The grant proposal and a presentation given at the CNI Spring 2005 Task Force Meeting provide further details about the project.

Institutional Repository Overviews: A Brief Bibliography

You want a good introduction to institutional repositories. What should you read? Try one or more of the works below. For a quick overview, try Drake, Johnson, or Lynch. For more detail, try Crow or Ware. For an in-depth, library-oriented overview, Gibbons can’t be beat.

Crow, Raym. The Case for Institutional Repositories: A SPARC Position Paper. Washington, DC: The Scholarly Publishing and Academic Resources Coalition, 2002.

Drake, Miriam A. "Institutional Repositories: Hidden Treasures." Searcher 12, no. 5 (2004): 41-45.

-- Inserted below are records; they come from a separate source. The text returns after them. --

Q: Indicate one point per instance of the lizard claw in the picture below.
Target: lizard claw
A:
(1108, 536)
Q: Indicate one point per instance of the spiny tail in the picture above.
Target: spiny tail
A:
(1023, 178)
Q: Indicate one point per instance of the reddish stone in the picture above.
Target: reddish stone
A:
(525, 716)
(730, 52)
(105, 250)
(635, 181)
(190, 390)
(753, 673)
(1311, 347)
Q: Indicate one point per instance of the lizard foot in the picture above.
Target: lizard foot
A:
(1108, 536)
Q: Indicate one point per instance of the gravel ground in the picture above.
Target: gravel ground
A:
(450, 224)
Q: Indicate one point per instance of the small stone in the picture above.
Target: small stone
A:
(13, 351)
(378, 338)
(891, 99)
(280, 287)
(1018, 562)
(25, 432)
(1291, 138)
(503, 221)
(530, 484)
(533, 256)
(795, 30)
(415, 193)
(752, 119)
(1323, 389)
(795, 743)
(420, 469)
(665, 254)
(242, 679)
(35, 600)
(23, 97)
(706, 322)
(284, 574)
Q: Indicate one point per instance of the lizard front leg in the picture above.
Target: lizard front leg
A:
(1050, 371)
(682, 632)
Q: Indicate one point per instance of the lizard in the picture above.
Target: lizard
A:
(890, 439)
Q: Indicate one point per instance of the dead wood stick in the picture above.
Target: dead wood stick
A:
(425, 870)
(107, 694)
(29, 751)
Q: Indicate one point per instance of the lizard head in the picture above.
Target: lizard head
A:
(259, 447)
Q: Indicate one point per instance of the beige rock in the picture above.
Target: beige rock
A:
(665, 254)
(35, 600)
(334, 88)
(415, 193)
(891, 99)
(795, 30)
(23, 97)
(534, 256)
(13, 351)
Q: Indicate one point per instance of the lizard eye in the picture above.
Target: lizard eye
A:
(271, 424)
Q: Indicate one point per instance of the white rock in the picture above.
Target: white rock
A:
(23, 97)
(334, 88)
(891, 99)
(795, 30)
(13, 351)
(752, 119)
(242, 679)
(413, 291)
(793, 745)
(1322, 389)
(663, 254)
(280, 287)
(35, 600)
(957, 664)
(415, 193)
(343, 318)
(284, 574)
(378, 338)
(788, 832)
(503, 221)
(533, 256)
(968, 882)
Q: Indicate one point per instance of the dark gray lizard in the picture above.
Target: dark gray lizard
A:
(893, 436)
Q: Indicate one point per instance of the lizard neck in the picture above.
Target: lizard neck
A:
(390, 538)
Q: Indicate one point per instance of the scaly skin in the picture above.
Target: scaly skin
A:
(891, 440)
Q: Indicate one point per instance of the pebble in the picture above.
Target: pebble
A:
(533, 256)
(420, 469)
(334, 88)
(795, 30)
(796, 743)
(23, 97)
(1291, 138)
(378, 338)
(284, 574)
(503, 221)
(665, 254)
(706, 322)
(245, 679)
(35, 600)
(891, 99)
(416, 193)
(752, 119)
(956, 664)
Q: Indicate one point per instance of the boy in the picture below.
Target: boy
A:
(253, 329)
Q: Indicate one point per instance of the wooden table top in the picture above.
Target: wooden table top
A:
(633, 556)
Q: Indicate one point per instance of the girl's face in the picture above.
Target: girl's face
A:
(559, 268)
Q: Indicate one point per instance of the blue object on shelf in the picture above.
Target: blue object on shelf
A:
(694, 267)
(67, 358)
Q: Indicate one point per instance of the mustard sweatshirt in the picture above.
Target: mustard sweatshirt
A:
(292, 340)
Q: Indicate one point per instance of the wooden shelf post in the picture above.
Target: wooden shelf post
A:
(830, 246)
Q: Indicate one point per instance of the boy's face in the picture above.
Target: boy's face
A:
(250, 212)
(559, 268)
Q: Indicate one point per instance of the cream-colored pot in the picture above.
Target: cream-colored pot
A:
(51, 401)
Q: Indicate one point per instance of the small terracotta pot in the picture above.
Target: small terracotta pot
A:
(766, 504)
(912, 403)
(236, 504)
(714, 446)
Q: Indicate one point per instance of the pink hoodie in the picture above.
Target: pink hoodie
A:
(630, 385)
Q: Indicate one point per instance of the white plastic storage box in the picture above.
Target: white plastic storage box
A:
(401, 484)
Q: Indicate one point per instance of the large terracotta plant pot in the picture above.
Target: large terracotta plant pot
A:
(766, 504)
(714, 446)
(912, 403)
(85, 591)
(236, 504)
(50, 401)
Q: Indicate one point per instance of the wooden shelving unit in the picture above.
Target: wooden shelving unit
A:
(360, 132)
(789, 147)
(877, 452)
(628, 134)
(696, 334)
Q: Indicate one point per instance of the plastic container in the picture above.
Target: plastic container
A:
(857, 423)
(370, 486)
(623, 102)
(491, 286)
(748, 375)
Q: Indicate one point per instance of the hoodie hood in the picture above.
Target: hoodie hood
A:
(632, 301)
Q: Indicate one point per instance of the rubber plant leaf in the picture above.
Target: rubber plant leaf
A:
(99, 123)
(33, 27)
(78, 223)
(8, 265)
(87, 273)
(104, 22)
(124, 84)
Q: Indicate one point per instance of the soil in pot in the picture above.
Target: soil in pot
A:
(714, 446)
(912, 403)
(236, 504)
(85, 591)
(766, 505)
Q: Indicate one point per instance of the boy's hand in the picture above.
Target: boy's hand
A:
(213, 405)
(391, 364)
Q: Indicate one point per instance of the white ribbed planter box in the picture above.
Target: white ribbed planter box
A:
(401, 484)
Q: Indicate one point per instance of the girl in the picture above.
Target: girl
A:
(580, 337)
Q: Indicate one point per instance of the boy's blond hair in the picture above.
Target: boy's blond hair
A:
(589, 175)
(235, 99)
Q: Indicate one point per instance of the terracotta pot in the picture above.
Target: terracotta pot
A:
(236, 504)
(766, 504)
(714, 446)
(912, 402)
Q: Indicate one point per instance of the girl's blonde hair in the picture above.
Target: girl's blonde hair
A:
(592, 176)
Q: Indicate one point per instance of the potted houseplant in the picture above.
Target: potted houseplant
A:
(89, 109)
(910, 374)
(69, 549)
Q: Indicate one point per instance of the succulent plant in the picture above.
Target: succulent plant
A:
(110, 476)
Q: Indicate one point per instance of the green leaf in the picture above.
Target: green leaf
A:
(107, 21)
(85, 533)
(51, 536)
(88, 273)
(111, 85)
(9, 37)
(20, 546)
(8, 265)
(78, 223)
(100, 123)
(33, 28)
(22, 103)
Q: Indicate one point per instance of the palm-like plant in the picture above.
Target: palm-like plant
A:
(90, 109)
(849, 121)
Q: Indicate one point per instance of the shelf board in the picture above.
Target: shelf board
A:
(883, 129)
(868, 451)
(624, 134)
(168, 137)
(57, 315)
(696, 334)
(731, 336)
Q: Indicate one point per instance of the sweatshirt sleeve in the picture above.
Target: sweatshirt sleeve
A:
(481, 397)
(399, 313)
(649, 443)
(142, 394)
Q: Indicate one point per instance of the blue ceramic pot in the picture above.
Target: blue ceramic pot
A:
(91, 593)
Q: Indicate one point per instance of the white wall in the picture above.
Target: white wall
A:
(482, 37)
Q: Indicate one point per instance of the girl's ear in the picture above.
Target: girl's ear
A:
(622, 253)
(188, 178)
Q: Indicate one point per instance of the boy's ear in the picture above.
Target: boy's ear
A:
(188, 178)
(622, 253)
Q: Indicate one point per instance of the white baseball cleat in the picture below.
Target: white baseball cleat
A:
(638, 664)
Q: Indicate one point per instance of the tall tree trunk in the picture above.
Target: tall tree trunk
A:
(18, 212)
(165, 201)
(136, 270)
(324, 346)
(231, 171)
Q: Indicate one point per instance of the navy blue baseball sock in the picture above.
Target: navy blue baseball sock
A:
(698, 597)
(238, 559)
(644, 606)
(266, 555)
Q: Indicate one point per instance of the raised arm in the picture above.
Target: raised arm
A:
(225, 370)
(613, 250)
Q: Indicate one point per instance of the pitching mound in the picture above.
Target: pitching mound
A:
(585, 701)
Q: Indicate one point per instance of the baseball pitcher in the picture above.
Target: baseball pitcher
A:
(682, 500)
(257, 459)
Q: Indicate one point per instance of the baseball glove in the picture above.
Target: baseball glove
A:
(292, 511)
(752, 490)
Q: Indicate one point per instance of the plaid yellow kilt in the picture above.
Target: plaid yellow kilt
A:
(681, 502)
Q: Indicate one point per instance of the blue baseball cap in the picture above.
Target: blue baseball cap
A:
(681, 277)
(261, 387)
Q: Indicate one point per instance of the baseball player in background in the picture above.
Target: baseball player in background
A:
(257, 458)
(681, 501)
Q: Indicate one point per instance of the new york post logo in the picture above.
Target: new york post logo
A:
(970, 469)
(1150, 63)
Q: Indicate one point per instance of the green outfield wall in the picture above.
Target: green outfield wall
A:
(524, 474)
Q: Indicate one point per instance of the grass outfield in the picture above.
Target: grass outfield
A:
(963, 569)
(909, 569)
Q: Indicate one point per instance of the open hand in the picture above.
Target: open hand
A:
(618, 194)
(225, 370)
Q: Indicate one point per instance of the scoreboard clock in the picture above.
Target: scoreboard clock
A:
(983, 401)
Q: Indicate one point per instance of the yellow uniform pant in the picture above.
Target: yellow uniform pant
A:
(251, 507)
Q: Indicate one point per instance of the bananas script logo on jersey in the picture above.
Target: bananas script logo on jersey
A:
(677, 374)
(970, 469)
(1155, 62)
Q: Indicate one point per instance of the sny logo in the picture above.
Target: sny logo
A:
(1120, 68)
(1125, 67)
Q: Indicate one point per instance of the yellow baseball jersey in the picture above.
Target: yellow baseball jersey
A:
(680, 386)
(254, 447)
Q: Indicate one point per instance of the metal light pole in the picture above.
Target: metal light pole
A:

Gibbons, Susan. "Establishing an Institutional Repository." Library Technology Reports 40, no. 4 (2004). (Available on Academic Search Premier.)

Johnson, Richard K. "Institutional Repositories: Partnering with Faculty to Enhance Scholarly Communication." D-Lib Magazine 8 (November 2002).

Lynch, Clifford A. "Institutional Repositories: Essential Infrastructure for Scholarship in the Digital Age." ARL: A Bimonthly Report on Research Library Issues and Actions from ARL, CNI, and SPARC, no. 226 (2003): 1-7.

Ware, Mark. Pathfinder Research on Web-based Repositories. London: Publisher and Library/Learning Solutions, 2004.